What would you say to them or say to someone who hears these things and decides they just can’t trust doctors?
We don't want to create hysteria. Most doctors do the right thing and always try to. But people need to be aware of what's out there. When I show these egregious bills of price gouging to doctors, saying ‘Hey, do you know your patient was sued in court over this bill for your service?’ they are outraged. They're livid. They want to fight for their patient, and they want to do the right thing. So don't be afraid to bother us doctors with your bills and point out some of the issues with bills. Doctors need to get more engaged and every time we do engage them, they are fierce fighters for patients.
Where are examples of clinics doing it differently, doing it better?
Well, there's a great network of clinics that's sprouting up all over the country called ‘relationship-based clinics.’ They're saying, ‘Look, billing is for the birds. Let's get rid of billing, and let's just take care of patients.’ They get paid in a lump sum format, either from an employer, or if you're a Medicare beneficiary, you don't have to pay a penny and Medicare will will agree to use this new relationship-based clinic in lieu of your other clinic.
Doctors in those clinics are doing amazing things. They're talking about food as medicine. They are treating back pain with ice and physical therapy instead of surgery and opioids routinely. And we're seeing this movement now to try to address the root causes of chronic illness.
So we're seeing a group of doctors rise up in these new clinics and say, ‘Let us practice medicine the way it was meant to be practiced.’
What do you feel like is missing from the conversation among lawmakers and politicians? Where should policymakers be focusing their efforts in terms of policy changes that could lead to real solutions for people?

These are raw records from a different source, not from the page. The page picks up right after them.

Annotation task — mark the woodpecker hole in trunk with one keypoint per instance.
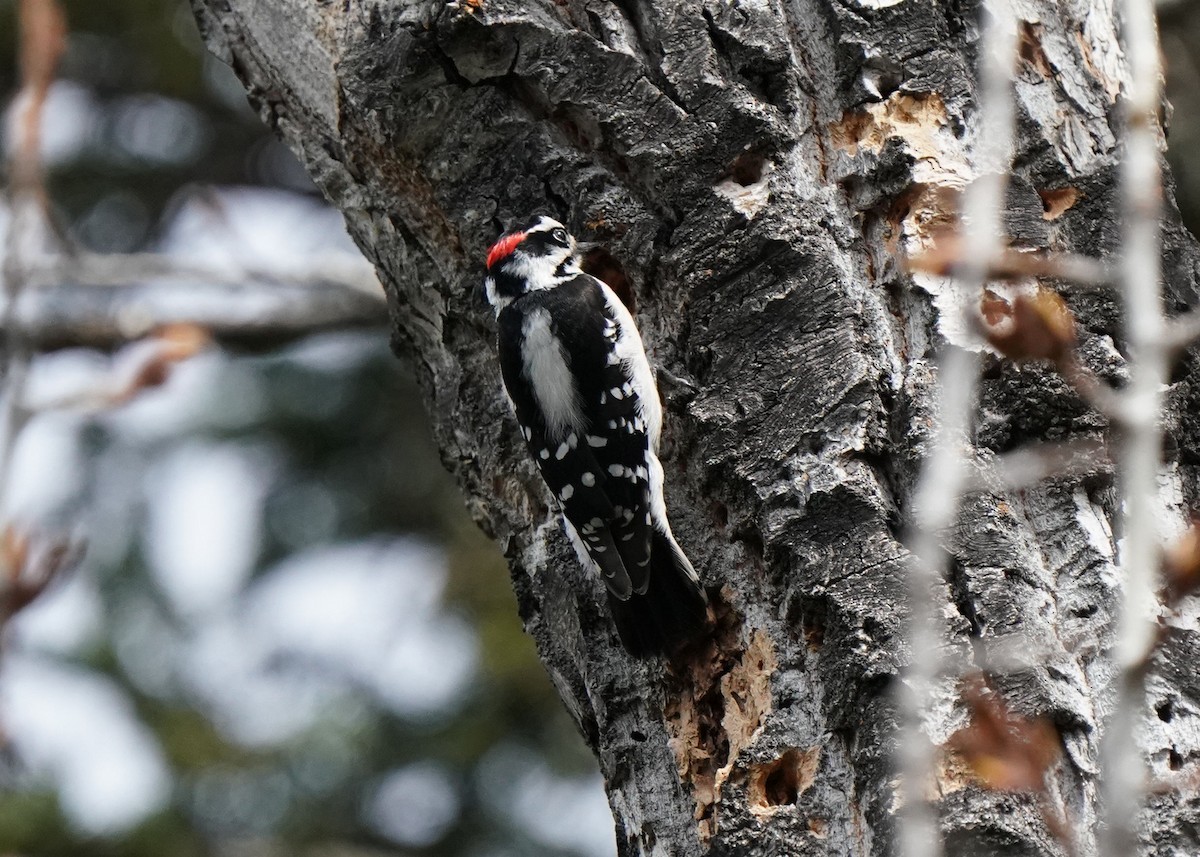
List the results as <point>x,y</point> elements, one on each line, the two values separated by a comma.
<point>603,265</point>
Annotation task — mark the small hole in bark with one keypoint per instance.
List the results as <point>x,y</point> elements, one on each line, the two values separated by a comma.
<point>747,168</point>
<point>580,126</point>
<point>814,631</point>
<point>781,783</point>
<point>603,265</point>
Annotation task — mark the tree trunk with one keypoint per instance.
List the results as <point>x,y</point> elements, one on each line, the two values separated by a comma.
<point>755,169</point>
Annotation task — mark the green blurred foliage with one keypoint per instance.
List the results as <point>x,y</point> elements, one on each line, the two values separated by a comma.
<point>351,439</point>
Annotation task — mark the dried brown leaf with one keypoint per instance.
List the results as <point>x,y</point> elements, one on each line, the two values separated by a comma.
<point>1036,327</point>
<point>1181,565</point>
<point>1005,751</point>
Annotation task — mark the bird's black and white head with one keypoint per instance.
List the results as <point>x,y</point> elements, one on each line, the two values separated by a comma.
<point>538,255</point>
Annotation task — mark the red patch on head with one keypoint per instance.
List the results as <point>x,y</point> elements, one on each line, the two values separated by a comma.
<point>504,247</point>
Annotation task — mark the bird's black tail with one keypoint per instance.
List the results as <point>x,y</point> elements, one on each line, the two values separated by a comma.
<point>671,611</point>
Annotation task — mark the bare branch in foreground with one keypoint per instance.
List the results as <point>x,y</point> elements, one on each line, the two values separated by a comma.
<point>1122,768</point>
<point>246,316</point>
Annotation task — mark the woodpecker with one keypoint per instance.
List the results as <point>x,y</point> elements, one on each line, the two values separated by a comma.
<point>583,391</point>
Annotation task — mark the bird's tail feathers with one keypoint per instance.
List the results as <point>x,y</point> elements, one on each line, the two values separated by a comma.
<point>673,610</point>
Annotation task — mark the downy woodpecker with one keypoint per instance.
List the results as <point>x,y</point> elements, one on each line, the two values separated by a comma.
<point>583,393</point>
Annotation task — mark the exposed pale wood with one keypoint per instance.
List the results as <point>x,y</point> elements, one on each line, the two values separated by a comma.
<point>757,168</point>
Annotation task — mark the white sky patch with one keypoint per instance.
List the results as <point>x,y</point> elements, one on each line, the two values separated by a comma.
<point>69,123</point>
<point>47,468</point>
<point>243,227</point>
<point>81,731</point>
<point>557,810</point>
<point>364,616</point>
<point>414,805</point>
<point>204,504</point>
<point>373,610</point>
<point>205,390</point>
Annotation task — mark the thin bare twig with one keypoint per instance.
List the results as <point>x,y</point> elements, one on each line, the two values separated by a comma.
<point>945,473</point>
<point>42,31</point>
<point>132,269</point>
<point>1123,773</point>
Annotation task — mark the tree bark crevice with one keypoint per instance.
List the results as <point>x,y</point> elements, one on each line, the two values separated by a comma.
<point>756,171</point>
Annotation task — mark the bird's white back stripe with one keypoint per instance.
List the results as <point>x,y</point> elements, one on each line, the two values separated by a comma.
<point>544,361</point>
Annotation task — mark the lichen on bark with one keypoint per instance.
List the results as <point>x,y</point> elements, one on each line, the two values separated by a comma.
<point>755,169</point>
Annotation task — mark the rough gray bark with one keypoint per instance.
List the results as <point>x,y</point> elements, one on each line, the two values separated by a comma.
<point>755,167</point>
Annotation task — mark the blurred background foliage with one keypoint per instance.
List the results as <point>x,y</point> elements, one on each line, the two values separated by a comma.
<point>286,636</point>
<point>286,639</point>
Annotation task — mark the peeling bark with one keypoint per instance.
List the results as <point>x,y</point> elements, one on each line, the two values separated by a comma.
<point>754,169</point>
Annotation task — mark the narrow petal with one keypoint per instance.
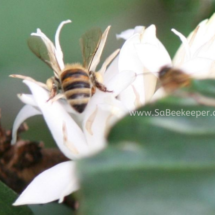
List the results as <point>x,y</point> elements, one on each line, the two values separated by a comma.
<point>151,51</point>
<point>112,70</point>
<point>56,118</point>
<point>120,82</point>
<point>108,61</point>
<point>199,68</point>
<point>58,51</point>
<point>128,33</point>
<point>185,44</point>
<point>99,51</point>
<point>53,61</point>
<point>27,99</point>
<point>26,112</point>
<point>52,184</point>
<point>102,110</point>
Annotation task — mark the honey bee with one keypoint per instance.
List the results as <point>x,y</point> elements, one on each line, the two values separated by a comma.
<point>172,79</point>
<point>77,82</point>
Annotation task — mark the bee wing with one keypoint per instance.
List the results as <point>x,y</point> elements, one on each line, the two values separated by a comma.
<point>92,43</point>
<point>44,49</point>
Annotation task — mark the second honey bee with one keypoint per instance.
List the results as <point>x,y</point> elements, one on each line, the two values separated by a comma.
<point>172,78</point>
<point>77,82</point>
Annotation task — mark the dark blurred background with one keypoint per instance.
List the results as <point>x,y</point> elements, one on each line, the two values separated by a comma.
<point>20,18</point>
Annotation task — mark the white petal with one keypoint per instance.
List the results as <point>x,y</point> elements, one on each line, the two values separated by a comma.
<point>53,61</point>
<point>56,118</point>
<point>112,70</point>
<point>27,99</point>
<point>52,184</point>
<point>185,44</point>
<point>102,110</point>
<point>26,112</point>
<point>128,33</point>
<point>99,51</point>
<point>58,51</point>
<point>151,51</point>
<point>195,40</point>
<point>198,67</point>
<point>120,82</point>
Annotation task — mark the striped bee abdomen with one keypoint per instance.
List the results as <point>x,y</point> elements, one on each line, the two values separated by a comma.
<point>75,83</point>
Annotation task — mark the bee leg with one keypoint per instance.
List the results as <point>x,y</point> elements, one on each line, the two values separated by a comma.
<point>94,78</point>
<point>102,87</point>
<point>53,87</point>
<point>56,97</point>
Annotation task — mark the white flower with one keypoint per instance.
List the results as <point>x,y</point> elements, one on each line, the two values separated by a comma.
<point>132,77</point>
<point>140,42</point>
<point>77,135</point>
<point>195,56</point>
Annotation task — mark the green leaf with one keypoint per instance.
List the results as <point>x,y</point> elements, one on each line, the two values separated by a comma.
<point>204,87</point>
<point>157,164</point>
<point>7,198</point>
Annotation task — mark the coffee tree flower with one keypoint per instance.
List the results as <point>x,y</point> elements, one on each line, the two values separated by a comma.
<point>77,135</point>
<point>195,56</point>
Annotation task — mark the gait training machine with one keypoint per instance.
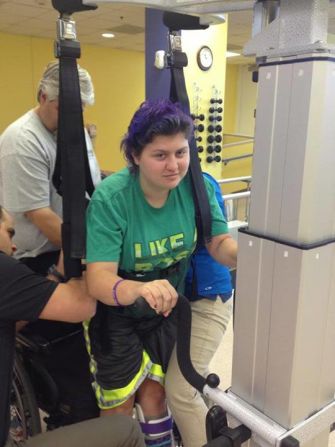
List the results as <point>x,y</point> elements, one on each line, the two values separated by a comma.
<point>283,383</point>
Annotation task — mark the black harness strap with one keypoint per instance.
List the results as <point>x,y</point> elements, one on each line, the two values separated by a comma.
<point>72,175</point>
<point>178,93</point>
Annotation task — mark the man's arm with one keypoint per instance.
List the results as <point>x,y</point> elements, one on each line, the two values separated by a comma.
<point>70,302</point>
<point>48,222</point>
<point>102,277</point>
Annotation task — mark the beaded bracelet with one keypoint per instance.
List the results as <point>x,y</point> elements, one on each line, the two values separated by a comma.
<point>116,301</point>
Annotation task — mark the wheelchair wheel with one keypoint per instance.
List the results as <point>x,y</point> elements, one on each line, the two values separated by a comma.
<point>24,413</point>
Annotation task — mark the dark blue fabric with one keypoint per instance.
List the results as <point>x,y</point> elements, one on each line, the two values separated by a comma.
<point>211,278</point>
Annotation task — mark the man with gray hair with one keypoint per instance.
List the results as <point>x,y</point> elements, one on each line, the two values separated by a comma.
<point>27,161</point>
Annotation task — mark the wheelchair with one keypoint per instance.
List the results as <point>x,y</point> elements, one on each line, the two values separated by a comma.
<point>34,390</point>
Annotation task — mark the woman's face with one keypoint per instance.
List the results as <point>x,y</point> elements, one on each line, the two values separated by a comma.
<point>164,162</point>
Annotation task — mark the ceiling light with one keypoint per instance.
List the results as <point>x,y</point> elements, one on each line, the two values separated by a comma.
<point>108,35</point>
<point>232,54</point>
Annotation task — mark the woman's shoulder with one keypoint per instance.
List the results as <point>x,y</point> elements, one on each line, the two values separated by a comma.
<point>114,184</point>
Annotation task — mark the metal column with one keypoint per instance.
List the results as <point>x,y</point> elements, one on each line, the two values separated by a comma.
<point>284,349</point>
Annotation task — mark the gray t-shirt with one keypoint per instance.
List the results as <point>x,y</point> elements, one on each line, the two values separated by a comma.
<point>27,162</point>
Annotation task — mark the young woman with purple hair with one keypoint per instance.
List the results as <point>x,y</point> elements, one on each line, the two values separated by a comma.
<point>141,233</point>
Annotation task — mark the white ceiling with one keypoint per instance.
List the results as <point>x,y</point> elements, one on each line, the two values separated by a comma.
<point>38,18</point>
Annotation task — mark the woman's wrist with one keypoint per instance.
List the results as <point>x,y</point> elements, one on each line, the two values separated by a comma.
<point>57,275</point>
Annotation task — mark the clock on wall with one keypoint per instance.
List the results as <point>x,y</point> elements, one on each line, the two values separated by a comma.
<point>205,58</point>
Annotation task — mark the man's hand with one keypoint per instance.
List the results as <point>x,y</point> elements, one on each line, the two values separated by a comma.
<point>48,222</point>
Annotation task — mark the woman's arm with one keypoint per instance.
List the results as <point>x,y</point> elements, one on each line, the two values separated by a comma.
<point>102,277</point>
<point>223,248</point>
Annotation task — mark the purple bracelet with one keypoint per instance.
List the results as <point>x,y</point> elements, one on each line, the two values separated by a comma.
<point>116,301</point>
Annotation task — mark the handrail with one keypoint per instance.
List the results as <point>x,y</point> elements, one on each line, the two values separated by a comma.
<point>237,143</point>
<point>241,135</point>
<point>225,161</point>
<point>235,179</point>
<point>236,195</point>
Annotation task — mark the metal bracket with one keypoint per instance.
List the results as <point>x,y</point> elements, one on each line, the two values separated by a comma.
<point>265,431</point>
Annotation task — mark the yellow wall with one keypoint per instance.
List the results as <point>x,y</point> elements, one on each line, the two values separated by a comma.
<point>118,78</point>
<point>234,103</point>
<point>201,84</point>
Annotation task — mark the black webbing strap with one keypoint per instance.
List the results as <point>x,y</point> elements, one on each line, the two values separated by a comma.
<point>178,93</point>
<point>72,177</point>
<point>71,150</point>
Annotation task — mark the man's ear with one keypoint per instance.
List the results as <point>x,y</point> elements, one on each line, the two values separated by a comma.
<point>42,98</point>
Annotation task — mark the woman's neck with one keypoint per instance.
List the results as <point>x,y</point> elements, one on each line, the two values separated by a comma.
<point>156,197</point>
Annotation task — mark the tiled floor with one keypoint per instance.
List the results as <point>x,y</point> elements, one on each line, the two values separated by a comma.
<point>221,364</point>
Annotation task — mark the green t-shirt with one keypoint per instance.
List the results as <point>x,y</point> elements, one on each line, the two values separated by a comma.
<point>123,227</point>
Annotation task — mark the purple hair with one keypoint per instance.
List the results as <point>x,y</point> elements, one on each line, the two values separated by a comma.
<point>153,118</point>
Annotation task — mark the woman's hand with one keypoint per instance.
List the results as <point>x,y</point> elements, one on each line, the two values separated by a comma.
<point>160,295</point>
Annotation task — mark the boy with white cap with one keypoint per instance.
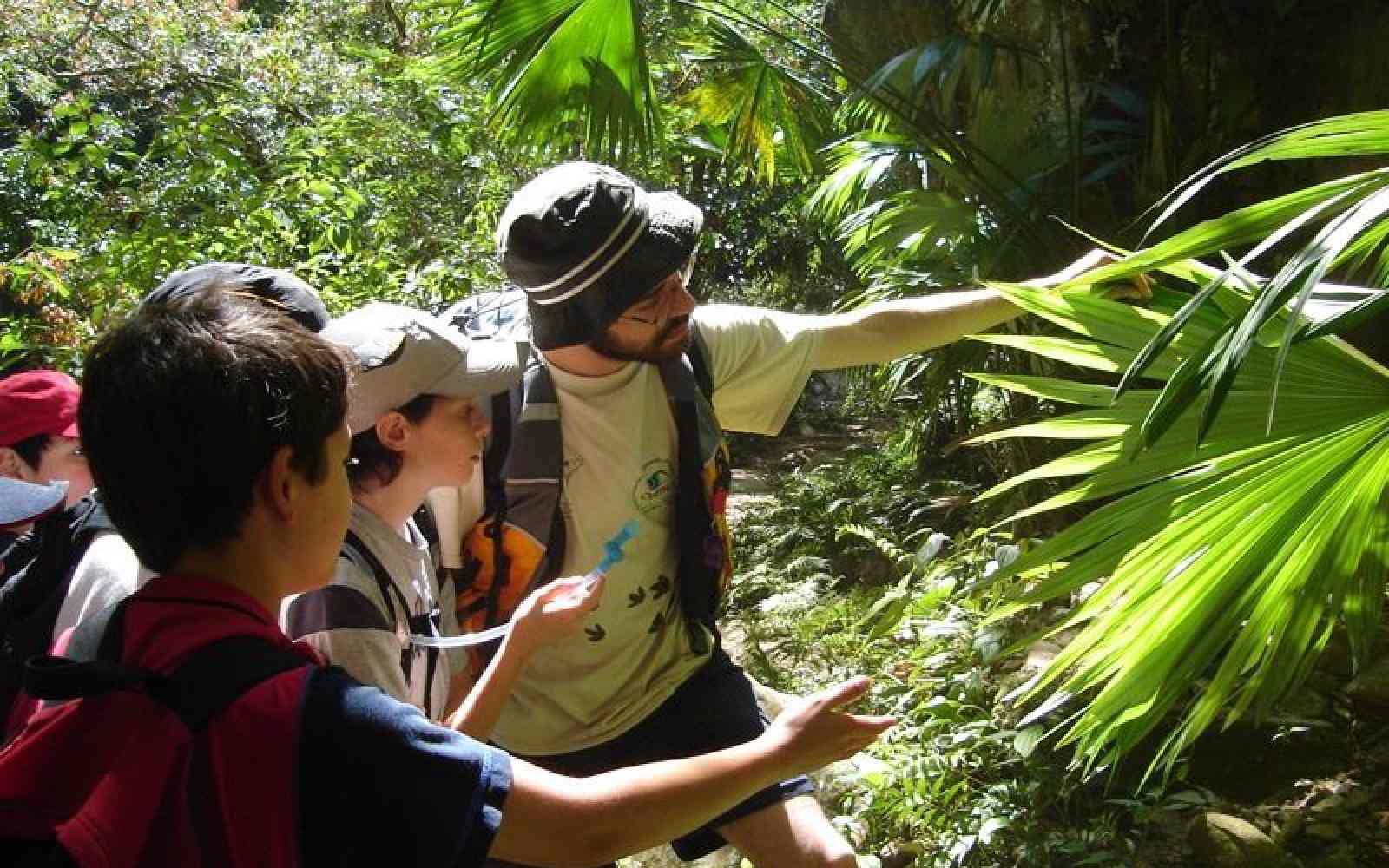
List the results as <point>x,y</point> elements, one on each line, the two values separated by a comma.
<point>417,425</point>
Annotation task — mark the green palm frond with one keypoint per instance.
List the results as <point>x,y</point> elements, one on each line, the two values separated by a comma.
<point>1234,553</point>
<point>858,164</point>
<point>767,108</point>
<point>906,227</point>
<point>555,66</point>
<point>881,231</point>
<point>1337,226</point>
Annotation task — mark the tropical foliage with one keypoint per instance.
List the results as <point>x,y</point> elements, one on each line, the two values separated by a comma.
<point>1250,488</point>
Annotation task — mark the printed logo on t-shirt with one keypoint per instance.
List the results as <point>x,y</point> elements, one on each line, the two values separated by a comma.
<point>655,490</point>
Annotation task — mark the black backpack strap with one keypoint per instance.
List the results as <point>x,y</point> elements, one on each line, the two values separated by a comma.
<point>699,361</point>
<point>497,493</point>
<point>198,691</point>
<point>361,555</point>
<point>413,625</point>
<point>427,524</point>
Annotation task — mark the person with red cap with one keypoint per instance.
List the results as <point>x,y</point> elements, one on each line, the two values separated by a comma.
<point>39,431</point>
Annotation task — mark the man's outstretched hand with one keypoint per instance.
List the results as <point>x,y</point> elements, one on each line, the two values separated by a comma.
<point>1138,288</point>
<point>812,733</point>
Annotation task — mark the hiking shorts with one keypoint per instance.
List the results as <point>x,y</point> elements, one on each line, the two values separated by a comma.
<point>714,708</point>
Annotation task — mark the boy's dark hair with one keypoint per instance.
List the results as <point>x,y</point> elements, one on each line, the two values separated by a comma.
<point>372,462</point>
<point>31,449</point>
<point>184,404</point>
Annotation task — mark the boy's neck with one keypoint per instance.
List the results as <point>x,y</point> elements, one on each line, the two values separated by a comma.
<point>393,503</point>
<point>242,567</point>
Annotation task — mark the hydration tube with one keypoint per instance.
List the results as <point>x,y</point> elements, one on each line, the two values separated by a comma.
<point>613,553</point>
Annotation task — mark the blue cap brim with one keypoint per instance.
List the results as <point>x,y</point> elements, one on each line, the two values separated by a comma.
<point>24,502</point>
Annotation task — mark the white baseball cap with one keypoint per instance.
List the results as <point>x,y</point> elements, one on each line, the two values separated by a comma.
<point>403,353</point>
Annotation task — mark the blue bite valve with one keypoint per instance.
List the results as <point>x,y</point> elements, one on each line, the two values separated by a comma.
<point>613,549</point>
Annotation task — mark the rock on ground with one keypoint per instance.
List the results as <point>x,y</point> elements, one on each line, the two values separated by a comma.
<point>1221,840</point>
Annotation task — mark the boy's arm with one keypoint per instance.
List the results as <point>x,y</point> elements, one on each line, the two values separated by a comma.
<point>481,707</point>
<point>552,819</point>
<point>543,615</point>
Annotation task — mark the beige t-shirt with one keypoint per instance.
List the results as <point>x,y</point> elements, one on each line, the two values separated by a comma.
<point>620,464</point>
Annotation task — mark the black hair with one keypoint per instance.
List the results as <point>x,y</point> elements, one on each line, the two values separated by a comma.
<point>184,406</point>
<point>374,463</point>
<point>31,449</point>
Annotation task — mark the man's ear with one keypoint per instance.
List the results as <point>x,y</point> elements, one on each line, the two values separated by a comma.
<point>11,464</point>
<point>280,485</point>
<point>393,431</point>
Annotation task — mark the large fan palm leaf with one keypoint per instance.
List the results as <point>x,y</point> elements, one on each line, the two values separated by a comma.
<point>1235,553</point>
<point>556,66</point>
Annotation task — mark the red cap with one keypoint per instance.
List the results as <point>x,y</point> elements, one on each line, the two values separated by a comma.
<point>38,402</point>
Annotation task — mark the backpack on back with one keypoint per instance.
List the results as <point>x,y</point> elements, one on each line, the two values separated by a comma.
<point>520,541</point>
<point>39,569</point>
<point>136,793</point>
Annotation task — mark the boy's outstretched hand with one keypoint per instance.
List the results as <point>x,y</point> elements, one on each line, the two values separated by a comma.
<point>812,733</point>
<point>555,610</point>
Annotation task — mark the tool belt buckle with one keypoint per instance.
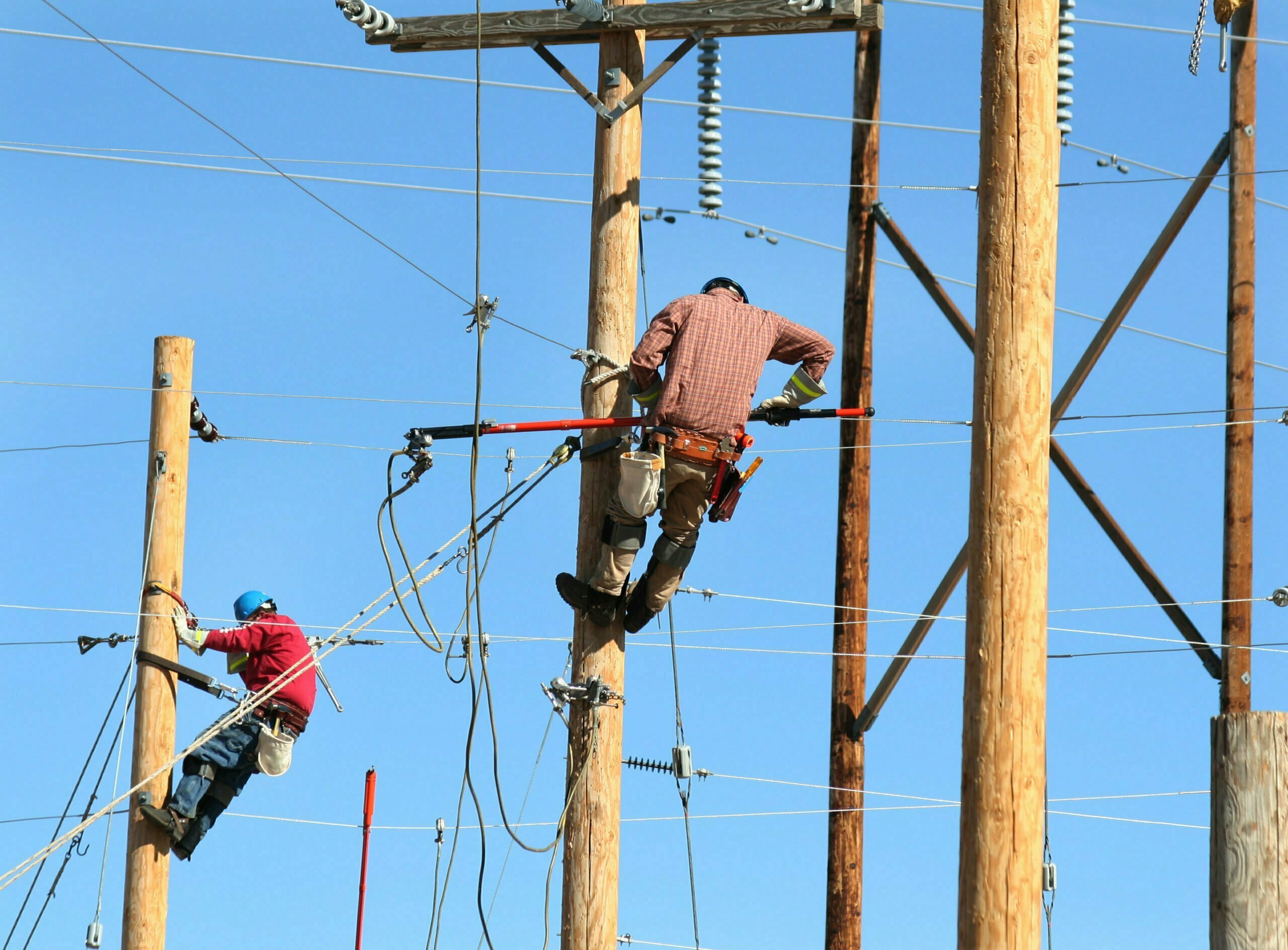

While the politicians are talking about different ways to finance our broken healthcare system, we need to talk about how to fix our broken healthcare system, not just how to pay for it differently.
If we keep throwing good money after bad into this broken system, it's going to erode into every other national priority. I believe there's broad consensus around health care in the United States to restore medicine back to its mission, to remember that most hospitals were built to be a safe haven to care for anybody.
We already spend enough money to give everyone who lives in our borders gold-plated health care, we just have to cut the waste. I wrote this book to create healthcare literacy, so we can come together and really adopt common sense solutions, with or without the government.
This story was produced by Side Effects Public Media, a news collaborative covering public health.